Basic Intro Into All Grain Brewing

I have often had many different people approach me who are interested in All Grain Brewing, but are scared that it is too complicated, expensive and time consuming for them to actually do it. So I put together a very simple tutorial here that is meant to show beginners just how easy and simple All Grain Brewing can be. I am assuming in this tutorial that you have at least done some basic kit brewing, if not sign up for our Complete Beginners Guide To Brewing right here to get started.

First, Some Terms You Will Need To Know:

  • Mash: Hot water and milled grains, this is where starches are converted into sugars.
  • Mash Ton: A vessel to Steep your mash, usually has a false bottom to filter the sugar water from the grains.
  • Striking Water: Hot water used to heat you mash it its steeping temperature.
  • Steeping: Soaking your grains in hot water.
  • Lautering: The entire process of removing the sugar water from the grains.
  • Sparging: To rinse any wart left on the grains after the mash.

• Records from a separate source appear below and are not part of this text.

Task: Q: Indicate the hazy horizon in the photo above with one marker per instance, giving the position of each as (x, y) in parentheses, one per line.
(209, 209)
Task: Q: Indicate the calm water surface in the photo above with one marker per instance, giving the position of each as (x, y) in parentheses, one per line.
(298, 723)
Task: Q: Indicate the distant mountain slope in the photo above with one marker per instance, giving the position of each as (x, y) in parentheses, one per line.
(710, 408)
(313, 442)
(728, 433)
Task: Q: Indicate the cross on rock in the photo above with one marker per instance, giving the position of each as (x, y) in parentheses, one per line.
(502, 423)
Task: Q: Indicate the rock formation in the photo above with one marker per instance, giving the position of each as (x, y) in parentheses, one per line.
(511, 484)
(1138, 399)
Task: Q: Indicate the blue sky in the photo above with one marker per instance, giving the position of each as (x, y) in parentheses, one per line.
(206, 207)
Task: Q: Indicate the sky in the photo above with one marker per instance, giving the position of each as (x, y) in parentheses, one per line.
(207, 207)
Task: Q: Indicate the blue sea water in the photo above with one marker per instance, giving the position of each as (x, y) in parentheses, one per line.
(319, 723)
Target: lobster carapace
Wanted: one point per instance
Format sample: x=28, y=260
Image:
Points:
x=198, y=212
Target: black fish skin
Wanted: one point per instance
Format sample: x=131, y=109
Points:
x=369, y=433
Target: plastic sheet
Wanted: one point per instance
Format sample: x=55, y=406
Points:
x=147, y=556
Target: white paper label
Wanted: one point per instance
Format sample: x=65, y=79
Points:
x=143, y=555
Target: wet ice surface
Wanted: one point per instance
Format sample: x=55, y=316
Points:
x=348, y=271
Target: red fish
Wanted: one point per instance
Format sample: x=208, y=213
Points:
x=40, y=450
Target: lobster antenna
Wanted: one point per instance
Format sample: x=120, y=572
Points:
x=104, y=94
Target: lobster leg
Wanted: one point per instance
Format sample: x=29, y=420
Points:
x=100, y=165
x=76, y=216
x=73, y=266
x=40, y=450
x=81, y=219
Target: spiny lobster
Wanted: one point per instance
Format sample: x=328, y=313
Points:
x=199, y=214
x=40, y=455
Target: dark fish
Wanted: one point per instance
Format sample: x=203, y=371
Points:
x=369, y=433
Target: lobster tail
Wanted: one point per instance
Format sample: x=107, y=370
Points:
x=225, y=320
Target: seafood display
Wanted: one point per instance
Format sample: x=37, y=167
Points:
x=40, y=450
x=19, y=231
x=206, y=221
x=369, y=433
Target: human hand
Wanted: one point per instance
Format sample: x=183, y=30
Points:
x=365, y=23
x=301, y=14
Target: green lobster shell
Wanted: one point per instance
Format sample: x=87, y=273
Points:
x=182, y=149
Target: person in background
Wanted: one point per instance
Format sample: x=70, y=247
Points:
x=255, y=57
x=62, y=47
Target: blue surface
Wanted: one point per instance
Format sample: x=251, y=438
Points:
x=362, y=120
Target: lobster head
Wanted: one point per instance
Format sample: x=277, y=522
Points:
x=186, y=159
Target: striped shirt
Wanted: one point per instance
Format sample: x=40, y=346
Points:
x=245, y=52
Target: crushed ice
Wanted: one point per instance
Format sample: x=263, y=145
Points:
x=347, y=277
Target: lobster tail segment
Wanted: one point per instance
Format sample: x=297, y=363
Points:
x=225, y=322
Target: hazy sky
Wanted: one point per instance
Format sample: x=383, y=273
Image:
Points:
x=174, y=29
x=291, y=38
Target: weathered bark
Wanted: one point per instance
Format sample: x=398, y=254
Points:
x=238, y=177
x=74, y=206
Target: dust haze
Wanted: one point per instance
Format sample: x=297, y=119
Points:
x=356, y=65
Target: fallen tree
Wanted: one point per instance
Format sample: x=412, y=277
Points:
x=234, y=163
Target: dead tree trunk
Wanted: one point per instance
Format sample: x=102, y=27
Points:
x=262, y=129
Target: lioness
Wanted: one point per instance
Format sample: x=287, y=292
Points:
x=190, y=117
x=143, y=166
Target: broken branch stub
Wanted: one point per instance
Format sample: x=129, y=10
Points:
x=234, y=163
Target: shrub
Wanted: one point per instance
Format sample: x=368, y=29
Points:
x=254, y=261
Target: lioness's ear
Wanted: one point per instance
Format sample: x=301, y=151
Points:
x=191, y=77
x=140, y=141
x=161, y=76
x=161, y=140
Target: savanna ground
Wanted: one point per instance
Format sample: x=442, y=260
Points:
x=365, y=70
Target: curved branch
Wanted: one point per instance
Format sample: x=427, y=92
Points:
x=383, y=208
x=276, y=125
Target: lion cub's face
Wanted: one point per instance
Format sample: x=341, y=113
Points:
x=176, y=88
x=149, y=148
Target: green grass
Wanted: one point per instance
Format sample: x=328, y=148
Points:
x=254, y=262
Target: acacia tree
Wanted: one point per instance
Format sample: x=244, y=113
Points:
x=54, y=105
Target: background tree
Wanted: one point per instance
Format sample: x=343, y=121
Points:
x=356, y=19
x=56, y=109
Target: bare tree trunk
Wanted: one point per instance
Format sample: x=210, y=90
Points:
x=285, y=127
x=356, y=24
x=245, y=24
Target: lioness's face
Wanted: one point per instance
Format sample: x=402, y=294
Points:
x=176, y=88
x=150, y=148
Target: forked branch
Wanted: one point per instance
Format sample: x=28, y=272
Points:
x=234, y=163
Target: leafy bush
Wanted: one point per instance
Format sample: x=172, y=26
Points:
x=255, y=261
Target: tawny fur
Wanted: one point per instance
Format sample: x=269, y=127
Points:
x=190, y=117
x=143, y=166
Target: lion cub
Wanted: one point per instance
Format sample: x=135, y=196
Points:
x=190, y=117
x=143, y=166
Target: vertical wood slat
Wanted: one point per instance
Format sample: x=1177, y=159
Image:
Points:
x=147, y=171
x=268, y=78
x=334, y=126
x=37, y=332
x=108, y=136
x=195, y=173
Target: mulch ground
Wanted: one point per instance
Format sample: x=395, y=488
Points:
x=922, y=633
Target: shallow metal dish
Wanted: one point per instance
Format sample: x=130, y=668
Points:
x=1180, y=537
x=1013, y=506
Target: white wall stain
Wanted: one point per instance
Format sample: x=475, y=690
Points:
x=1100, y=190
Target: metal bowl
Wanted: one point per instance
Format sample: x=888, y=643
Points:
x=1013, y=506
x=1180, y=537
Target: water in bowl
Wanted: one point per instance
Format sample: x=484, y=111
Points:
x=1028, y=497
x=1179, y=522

    Jamie Setting Up a Brew
    Jamie Setting Up a Brew
  1. First find a recipe that sounds good either online or ask us for one if you need some direction. Most all grain recipes will give you a mash temp and duration, how much of what grains and ingredients to use, boiling durations and hop addition times. Starting with a recipe makes it much easier for your first all grain because it gives you a good starting point. If you want to you can change out parts of the recipe to add different flavors or keep it the same .Then once you have your ingredients you’re ready to go.
  2. You will need to steep your grains in your Mash Ton at some temperature between 150-158 F (similar to extract) for one hour.  Check your recipe and if it doesn’t mention a steeping temp aim for the middle around 155F
    1. To reach this temperature you start with striking water in you mash ton. This water should be 10-15 degrees more than your steeping temp to allow for heat loss when adding the grain. As far as how much water, you usually add about 1-1.5 liters of striking water per pound of grains. Add the striking water first then the grain to your mash ton.
    2. Check your temperature and add cold or hot water to achieve the required steeping temp and shut the cooler. If you live in a colder temperature area, you may want to cover with blankets to keep more heat in. Let the mash steep for one hour.
  3. After the hour you will now extract the sugary water you just made in the mash ton. This process is called Lautering.
    1.  Before you start emptying this into you brew pot. You need to add some more water or sparging water. Pre heat the sparging water to 175 degrees and add it as soon as the mash is done steeping. This can be trickled uniformly with a porous pipe system (not necessary) or poured slowly on the top with a ladle or pitcher. Remember in this step you are trying to “rinse” the sugars off the grains. Again these are different schools of thought.
    2. You want to reach a boiling volume of roughly 6-7 gallons. So figure how much striking water you added to your mash ton and subtract that from 6.5 gallons or 1.5 to 2 times as much striking water will get you close. Some recommend adding half or none of the sparging water now and topping off you brew pot to the 6.5 gallon later but the goal is to make your mash liquid enough so that it’s easy to extract the fluid thus rinsing the sugars from the grains.
    3.  When pouring the first liquid out or “first running’s”, collect the liquid in a pitcher until it is running clear. The purpose of this is to keep the grains out of your brew. Pour that right back in the mash ton gently as the purpose is to get the grain bed settled so no more debris comes out in the liquid.  Once you have clear liquid running, start to collect it in your brew kettle.
  4. Top of your brew kettle to 6.5 gallons to allow for evaporation during the boil and you are back in familiar territory of extract brewing other than the larger volume. Add your hops and other ingredients just like when extract brewing. The only difference is since you will be left with the entire volume you intend to ferment, you cannot use cold water adding or adding ice to cool the brew. This is where the cooling coils come into play. Submerge your cooling coil and run cold tap water through your beer to cool it. Poor it into your fermenter when cooled, pitch your yeast at the proper temp and that’s it! Everything else is the same.

You are now an all grain brewer!

Now to say that is a comprehensive guide to brewing all grain is a major overstatement. This is about as basic as you can get. The draw to all grain brewing is to have more control of your brew. As your do more and more all grain brews you can start to work in the more complicated techniques and measurements to aid you in making the beer. There are hundreds of ways to Mash your grains differently hitting different temperatures to allow for specific enzymes to be released from the grains. There are many schools of thought on sparging the grains. The variations are endless and every step is customizable. This might not be the best or easiest way to do it but it’s a place to start when trying to brew all grain. All grain is a learning process, ask us and ask your fellow brewers for tips and help along the way!